Hanna 2011, Action Film Movie Review

Hanna, one of the latest movie releases this month, has been hugely expected to such a wonderful action film. It is, indeed, for it did not hire a male leading actor to be and do all the action stuff. But it is a girl, a young girl who is the main character here and does all those action film stuff. Produced by Holleran Company Prods., a Sechzehnte Babelsberg Film/Neunte Babelsberg Film co-production film production companies in union, Hanna puts Saoirse Ronan (The Lovely Bones) to be the leading actress.

Hanna (Saoirse Ronan), the main character whose name is the sole title of this film, is a young girl who is raised by her father Erik Heller (Eric Bana) and is grown up in the middle of a forest deep in Finlandia. She is prepared to fight and to be a tough and strong fighter. There are some moments where Heller tests his daughter’s reflects by attacking her so randomly and suddenly, so that he knows how ready she is in receiving such challenge and attack. Heller also teaches Hanna to speak many languages, puts many informations to her, and gives her many books to read. But this preparation is not for nothing, except that Hanna does not know about it. This is for one mission related to Heller’s past and a female CIA agent named Marissa Wiegler (Cate Blanchett). The obvious mission is to kill that Wiegler woman. When she killed someone who is posed as Wiegler, she manages to escape the tightly guarded CIA underground place and takes some journey to wherever she can go and run. There, all the actions done by Hanna are so densely fill all over the scenes.
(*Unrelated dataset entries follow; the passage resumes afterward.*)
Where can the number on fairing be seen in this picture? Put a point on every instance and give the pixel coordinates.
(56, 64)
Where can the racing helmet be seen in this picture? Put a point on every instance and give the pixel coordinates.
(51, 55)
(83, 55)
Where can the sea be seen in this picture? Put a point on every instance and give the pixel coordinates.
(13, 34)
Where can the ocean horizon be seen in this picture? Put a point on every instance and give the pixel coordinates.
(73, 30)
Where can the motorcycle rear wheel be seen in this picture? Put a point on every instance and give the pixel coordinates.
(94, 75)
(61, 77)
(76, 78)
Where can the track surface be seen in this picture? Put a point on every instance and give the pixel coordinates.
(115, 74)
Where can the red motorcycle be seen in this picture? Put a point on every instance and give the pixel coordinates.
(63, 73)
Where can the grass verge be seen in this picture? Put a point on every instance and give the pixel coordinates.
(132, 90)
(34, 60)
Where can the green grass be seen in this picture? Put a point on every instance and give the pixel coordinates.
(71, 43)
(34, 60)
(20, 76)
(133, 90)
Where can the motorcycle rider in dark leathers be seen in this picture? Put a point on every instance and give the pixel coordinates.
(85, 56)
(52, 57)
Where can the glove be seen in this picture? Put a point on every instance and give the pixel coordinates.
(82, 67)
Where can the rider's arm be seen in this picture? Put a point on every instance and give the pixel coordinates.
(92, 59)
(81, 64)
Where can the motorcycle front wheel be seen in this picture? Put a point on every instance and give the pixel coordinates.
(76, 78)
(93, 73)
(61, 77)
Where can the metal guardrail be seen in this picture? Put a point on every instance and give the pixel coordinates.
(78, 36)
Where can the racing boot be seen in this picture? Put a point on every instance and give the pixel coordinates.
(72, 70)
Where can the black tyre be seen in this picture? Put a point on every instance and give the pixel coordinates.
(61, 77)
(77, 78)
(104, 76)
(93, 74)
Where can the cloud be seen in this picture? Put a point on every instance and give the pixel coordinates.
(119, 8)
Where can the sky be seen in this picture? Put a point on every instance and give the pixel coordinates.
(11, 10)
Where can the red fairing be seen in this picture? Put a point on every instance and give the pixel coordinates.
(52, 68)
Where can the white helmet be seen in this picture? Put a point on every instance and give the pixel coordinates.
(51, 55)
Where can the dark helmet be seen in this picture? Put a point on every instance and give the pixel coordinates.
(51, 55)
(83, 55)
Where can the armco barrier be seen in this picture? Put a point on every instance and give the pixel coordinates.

This action movie is somehow intriguing in its core of story: a young girl, not an adult and not even a grown up man, is prepared to kill a high class CIA agent who is already a pro. Looking at it from a far, we can see it as a “pressure” toward a teenage innocent girl who is supposed to feel her teenage life and fun, but instead she is “forced”, consciously or not, to do a job which is supposed to be done an older person, say her father himself. It is very much a wonder why the filmmaker set a young girl to do this.